NEONScience / NEON-utilities

Utilities and scripts for working with NEON data. Currently: an R package with functions to join (stack) the month-by-site files in downloaded NEON data, to convert data to geoCSV format, and to download data from the API.
GNU Affero General Public License v3.0
57 stars 36 forks source link

merge issue on stack eddy when using level = dp01 #112

Closed rfiorella closed 3 years ago

rfiorella commented 3 years ago

Function stackEddy

Describe the bug Returned data frames in output list have a problem with the time variables timeBgn and timeEnd, possibly because it is trying to merge across measurement systems (e.g., the isoH2o and isoCo2 systems). Where it occurs, timeEnd is NA, and the actual observation data is split between rows that have a complete set of (timeBgn, timeEnd) values, and those that are missing timeEnd.
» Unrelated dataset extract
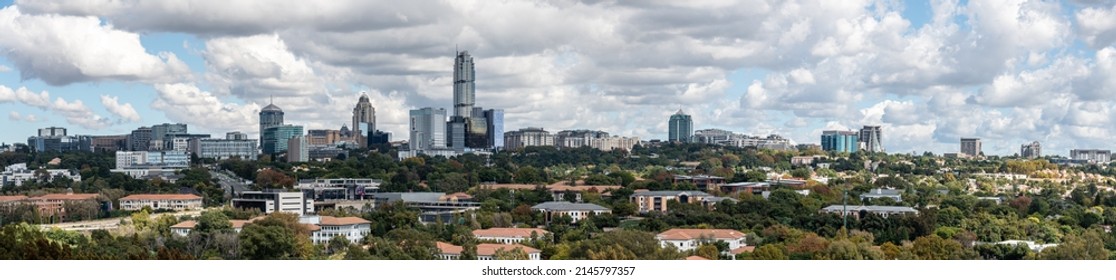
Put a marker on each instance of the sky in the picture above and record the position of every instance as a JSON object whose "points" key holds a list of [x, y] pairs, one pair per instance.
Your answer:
{"points": [[1008, 71]]}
To Reproduce neonUtilities::stackEddy(inpath, level = "dp01", avg = 9)

(For inpath, I had been using a local directory that contains the monthly data files for ONAQ.)
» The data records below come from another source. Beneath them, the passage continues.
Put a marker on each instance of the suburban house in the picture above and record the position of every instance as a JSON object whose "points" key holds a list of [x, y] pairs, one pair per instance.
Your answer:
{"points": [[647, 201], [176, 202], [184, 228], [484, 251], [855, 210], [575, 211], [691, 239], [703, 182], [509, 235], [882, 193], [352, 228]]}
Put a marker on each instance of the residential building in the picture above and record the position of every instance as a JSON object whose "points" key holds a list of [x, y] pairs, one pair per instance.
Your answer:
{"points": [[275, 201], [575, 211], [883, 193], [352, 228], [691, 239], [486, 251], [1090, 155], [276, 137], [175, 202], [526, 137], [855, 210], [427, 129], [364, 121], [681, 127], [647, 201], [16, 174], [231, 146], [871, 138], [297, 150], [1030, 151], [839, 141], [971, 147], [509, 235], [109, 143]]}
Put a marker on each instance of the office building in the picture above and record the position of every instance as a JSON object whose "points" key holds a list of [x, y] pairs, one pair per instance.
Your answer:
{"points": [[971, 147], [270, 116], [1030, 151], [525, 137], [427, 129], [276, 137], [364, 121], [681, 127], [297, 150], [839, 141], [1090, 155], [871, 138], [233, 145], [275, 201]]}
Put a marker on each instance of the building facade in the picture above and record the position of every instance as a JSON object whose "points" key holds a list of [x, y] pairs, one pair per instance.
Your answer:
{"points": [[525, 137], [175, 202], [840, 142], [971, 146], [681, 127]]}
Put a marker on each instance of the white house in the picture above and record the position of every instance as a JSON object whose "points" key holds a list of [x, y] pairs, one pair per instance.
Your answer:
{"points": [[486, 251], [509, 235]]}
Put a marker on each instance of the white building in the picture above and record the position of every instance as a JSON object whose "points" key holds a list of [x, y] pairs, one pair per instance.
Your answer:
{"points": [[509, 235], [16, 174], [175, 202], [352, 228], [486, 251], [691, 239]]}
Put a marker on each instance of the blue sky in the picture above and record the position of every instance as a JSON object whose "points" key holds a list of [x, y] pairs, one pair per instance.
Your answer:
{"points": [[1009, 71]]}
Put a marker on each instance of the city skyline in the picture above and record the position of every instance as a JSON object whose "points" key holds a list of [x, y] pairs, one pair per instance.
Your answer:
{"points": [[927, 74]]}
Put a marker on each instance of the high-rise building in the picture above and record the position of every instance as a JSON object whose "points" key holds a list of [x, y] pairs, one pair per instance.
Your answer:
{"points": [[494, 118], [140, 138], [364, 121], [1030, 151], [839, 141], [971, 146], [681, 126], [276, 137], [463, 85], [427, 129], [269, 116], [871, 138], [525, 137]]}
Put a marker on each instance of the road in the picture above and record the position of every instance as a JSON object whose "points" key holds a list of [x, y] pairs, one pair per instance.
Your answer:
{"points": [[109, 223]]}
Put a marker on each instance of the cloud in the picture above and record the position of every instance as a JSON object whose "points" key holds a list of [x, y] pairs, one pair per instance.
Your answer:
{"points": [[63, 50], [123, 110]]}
Expected behavior A output list, where the first element of the list contained a list of data frames. The dataframes in this list would have complete sets of (timeBgn, timeEnd) values.
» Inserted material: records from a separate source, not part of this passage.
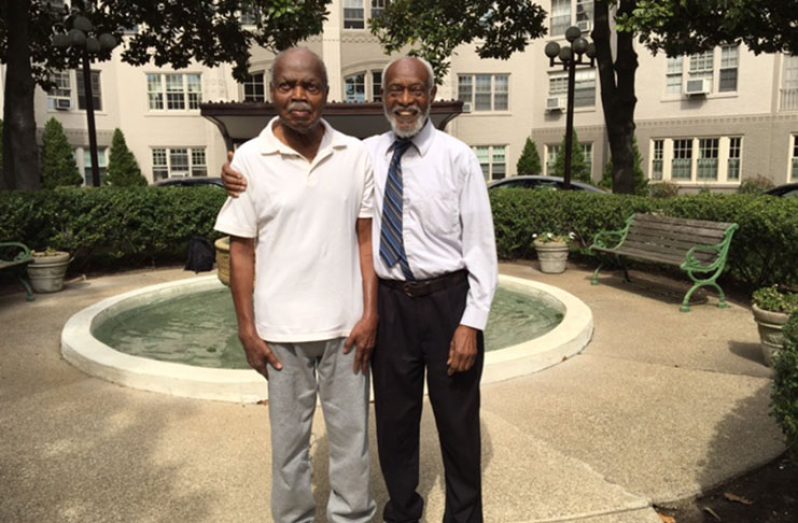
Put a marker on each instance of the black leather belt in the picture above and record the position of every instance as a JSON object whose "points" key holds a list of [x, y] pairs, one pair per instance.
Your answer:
{"points": [[419, 288]]}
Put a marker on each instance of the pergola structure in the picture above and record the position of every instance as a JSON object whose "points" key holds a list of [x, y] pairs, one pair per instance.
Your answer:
{"points": [[241, 121]]}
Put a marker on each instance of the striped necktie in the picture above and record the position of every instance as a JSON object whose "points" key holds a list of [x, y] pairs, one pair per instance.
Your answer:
{"points": [[392, 245]]}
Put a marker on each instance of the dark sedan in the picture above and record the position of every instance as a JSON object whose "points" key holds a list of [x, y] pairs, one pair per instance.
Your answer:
{"points": [[541, 182]]}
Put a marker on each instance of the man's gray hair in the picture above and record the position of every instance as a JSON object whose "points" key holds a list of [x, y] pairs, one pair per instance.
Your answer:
{"points": [[282, 54], [426, 64]]}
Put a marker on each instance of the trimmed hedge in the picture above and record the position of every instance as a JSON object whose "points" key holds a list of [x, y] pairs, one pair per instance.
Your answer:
{"points": [[131, 227], [112, 227], [763, 250]]}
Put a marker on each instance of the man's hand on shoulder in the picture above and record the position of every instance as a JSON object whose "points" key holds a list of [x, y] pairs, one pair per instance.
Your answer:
{"points": [[363, 338], [259, 354], [462, 349], [234, 181]]}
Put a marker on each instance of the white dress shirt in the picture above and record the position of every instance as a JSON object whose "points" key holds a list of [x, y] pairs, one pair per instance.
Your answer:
{"points": [[447, 222]]}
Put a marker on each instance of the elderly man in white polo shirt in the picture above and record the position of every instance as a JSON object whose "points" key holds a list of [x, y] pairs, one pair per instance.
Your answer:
{"points": [[303, 226]]}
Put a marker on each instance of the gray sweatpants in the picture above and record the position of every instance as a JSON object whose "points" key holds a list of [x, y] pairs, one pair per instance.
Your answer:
{"points": [[307, 368]]}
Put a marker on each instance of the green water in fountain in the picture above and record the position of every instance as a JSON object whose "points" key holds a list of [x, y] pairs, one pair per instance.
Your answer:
{"points": [[200, 328]]}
System (please complete the following information):

Additional context Discovered using neonUtilities_1.3.8, but upgrading to 2.0.0 doesn't solve the issue.

For our purposes I can create a workaround by also specifying var, but thought I'd report in any case assuming this is not the intended behavior.

cklunch commented 3 years ago

@rfiorella Thanks Rich! I'll take a look, but this isn't too surprising, getting the join to work correctly in the dp01 data has always been very finicky. I'm planning to send v2.0.1 to CRAN within the next couple of weeks, and I should be able to include this.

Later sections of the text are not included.